Et samedi, vous serez en t-shirt ou en costume?
Ça sera en polo comme je fais toujours speaker. J'adore, j'ai la meilleure place du stade. Oui, j'irai faire les séances et serrer des mains mais, pendant le match, je serai dans ma petite cabane, derrière mon micro.

Vous semblez être un homme très occupé. Gérer un club de foot, ce n’est pas trop?
Entre le festival, le club de foot et la vie privée, c'est vrai que c'était une période vraiment dure pour moi. Heureusement, le club est toujours là et j'ai pu anticiper un peu le travail. En plus, j'ai beaucoup de chance car j'ai un comité qui m'est fidèle depuis plus de dix ans.

D'ailleurs, vous avez été viré de votre équipe de vétérans à Vevey. C'était une grande déception?
(rires) Alors il y a eu un match, mais c'était il y a trois ans. J'ai toujours mon passeport mais c'est vraiment en cas d'urgence. C'est assez rare, mais ça se peut.
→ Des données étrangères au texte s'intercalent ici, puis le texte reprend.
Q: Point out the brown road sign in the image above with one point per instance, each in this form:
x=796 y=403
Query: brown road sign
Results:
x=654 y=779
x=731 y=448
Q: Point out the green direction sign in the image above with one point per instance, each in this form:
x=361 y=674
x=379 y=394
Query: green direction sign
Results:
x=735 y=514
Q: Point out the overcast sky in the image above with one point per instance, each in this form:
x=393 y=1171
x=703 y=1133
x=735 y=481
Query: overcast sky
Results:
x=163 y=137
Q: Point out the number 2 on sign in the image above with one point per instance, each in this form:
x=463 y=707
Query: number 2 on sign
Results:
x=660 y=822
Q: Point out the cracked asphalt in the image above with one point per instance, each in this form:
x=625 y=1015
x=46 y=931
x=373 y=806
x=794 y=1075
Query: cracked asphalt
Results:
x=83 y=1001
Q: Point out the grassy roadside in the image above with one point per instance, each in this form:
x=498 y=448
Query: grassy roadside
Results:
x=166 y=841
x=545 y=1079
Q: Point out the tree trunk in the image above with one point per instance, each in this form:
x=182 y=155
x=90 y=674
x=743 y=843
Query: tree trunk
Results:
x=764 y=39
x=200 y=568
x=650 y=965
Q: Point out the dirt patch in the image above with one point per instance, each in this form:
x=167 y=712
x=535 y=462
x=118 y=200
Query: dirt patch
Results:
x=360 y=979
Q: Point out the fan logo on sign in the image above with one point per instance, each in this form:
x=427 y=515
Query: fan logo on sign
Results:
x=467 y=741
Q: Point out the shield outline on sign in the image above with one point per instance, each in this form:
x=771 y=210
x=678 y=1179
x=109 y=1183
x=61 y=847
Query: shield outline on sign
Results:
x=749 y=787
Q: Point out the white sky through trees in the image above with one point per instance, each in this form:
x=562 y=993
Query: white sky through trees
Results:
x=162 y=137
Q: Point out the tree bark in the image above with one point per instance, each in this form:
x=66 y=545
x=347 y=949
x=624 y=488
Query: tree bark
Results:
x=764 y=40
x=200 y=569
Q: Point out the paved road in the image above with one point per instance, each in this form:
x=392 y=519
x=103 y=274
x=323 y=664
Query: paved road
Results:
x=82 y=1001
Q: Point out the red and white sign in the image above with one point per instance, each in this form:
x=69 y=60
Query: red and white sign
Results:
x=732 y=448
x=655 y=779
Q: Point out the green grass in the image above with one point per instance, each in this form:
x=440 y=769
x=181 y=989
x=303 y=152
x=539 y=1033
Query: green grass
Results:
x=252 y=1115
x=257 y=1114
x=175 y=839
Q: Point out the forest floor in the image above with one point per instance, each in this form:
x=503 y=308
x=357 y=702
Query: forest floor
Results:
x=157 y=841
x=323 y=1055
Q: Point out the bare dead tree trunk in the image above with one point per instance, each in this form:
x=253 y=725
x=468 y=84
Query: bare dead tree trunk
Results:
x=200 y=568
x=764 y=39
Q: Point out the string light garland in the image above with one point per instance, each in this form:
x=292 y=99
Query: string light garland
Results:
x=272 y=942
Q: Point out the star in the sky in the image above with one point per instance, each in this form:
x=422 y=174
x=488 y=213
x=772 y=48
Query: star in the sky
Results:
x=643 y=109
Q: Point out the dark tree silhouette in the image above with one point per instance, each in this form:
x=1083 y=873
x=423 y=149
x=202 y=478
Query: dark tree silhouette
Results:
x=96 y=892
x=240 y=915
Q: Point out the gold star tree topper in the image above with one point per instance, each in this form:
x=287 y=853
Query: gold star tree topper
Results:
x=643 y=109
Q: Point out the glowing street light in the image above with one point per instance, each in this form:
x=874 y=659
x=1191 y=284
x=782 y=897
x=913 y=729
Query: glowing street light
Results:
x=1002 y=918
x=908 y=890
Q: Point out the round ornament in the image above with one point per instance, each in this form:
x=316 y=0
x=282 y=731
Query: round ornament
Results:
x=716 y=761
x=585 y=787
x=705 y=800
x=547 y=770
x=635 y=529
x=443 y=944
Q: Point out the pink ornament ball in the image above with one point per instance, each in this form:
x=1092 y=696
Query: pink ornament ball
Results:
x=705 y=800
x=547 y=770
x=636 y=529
En parlant de déception, comment avez-vous vécu la dernière saison?
A la mi-saison, j'étais presque certain qu'on allait un peu jouer en roue libre et ne pas se qualifier pour ces finales. Et on a été agréablement surpris car il fallait un alignement de planète hors du commun lors de la dernière journée pour se qualifier et ça a été le cas. Lors des finales, on n'avait pas de pression – parce qu'on ne s'y attendait pas – et on a été un peu pris par surprise.

Quelles ambitions avez-vous pour Vevey cette saison?
Je prends chaque saison tranquillement. Oui, on a des objectifs. Oui, on veut monter un jour. Mais si ce n'est pas cette année, ce n'est pas grave. Je ne suis pas pressé. Si le comité veut continuer à m'élire, j'ai quelques années pour peut-être réaliser ce rêve.

Mais ce samedi, il y a déjà le match de Coupe contre le LS. Vous croyez votre équipe capable de réaliser l’exploit?
Si je n'étais pas positif, en tant que président, mes joueurs se poseraient des questions. On a les pieds sur terre, on joue contre un club de Super League avec un budget bien plus élevé que le nôtre et des joueurs d'une autre qualité. Mais on n'a rien à perdre, l'exploit peut toujours arriver. Je dis souvent à mes joueurs: «Quand on n'a pas tout donné, on n'a rien donné.»

Qu’est-ce qui est le plus dur? Faire venir Orelsan ou battre le Lausanne-Sport?
(rires) Avec du recul, je vais dire que ça va être d'écarter le LS.